1) “Productivity refers to a ratio of output (goods and services) produced per unit of input (productive resources) over some time period.”
a) The Tanner factory and the Thacker factory both make baseball gloves. Both factories have the same kind of equipment and both employ 200 workers. Last month, the Tanner factory produced 5,000 baseball gloves in 20 working days, while the Thacker factory produced 4,000 gloves in the same time period. What was the output per worker per day in each factory? What factory was more productive, assuming equal quality?
b) Suppose a factory could produce either stereos or VCRs. The table below could represent the combinations of these two products that could be produced from the firm’s resources if the firm is using its resources most efficiently. Draw a production possibilities frontier from this information.
Production Combinations
Combination Stereos VCR sets
A 900 0
B 600 100
C 300 200
D 0 300
c)A farmer is trying to decide whether to grow 800 orange trees or 400 apple trees. The farmer could grow some of each. In the fall, the farmer expects to harvest an average of twenty oranges or ten apples per tree. Therefore, if the farmer only grew oranges, the farmer could expect to harvest 16000 oranges a day (800 oranges X 20 oranges/tree. If the farmer only grew apples, the farmer could expect to grow 4000 (400 apples X 10 apples/tree). What are 4 different production combinations for the farmer? Draw a line graph to represent them.

2) “The quality of labor resources (known as human capital) can be improved through investments in education, training, and health care.”
For a selected group of occupations, such as police officer, auto worker, secretary, or doctor, students will describe how different levels of education and training contribute to the value of goods or services these workers provide and to the income differentials for these occupations.

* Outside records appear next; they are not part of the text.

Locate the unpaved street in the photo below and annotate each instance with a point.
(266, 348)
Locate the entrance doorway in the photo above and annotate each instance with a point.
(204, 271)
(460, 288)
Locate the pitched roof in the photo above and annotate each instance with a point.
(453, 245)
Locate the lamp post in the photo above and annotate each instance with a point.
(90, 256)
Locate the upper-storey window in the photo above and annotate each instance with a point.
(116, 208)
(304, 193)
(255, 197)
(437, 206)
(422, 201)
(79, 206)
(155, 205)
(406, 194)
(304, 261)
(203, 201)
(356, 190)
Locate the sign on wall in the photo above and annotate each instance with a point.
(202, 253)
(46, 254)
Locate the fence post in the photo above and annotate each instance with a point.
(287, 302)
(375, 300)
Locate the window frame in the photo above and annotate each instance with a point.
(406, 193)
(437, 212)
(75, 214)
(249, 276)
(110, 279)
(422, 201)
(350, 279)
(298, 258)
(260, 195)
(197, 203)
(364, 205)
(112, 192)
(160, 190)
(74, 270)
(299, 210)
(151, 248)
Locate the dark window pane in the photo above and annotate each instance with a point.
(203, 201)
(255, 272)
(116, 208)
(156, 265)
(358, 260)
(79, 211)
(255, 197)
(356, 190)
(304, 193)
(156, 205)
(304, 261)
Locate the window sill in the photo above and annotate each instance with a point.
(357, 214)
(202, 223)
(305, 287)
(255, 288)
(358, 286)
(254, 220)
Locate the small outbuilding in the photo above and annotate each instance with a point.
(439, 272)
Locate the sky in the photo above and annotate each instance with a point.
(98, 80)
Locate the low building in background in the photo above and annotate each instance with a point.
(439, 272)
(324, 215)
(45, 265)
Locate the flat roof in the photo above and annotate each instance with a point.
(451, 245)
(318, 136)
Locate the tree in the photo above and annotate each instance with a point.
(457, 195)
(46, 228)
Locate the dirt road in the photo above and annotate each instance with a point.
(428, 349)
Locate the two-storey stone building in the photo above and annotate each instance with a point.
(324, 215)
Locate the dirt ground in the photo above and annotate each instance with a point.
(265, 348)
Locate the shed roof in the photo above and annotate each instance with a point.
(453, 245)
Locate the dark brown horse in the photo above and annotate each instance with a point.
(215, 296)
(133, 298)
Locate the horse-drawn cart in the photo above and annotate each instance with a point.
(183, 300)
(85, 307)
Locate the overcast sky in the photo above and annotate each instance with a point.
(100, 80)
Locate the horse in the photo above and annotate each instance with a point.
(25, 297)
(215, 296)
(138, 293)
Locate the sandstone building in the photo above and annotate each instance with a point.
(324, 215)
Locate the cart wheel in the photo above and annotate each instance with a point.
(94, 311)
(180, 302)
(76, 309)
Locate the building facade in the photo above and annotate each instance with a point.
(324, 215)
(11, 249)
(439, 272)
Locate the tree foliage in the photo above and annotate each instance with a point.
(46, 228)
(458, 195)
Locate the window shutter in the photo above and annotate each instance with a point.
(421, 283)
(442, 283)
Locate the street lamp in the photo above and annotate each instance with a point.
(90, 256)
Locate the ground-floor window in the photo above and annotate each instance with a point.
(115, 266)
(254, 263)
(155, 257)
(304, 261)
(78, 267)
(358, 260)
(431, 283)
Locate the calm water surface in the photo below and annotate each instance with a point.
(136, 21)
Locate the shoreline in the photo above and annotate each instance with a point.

Students will analyze the effects of health care, or the lack of it, on human capital.

3) “Although investments in capital goods and in human capital can increase productivity, such investments have significant opportunity costs and economic risks”
Students will analyze the following: Bill, the owner of a car manufacturing company, is deciding whether or not to invest in robots to build the cars. His alternatives may include providing further training to his current employees or to hiring more new employees to increase productivity. What are the opportunity costs and economic risks if he follows through on any of these decisions? What do you predict to be the rational choice? What would you do?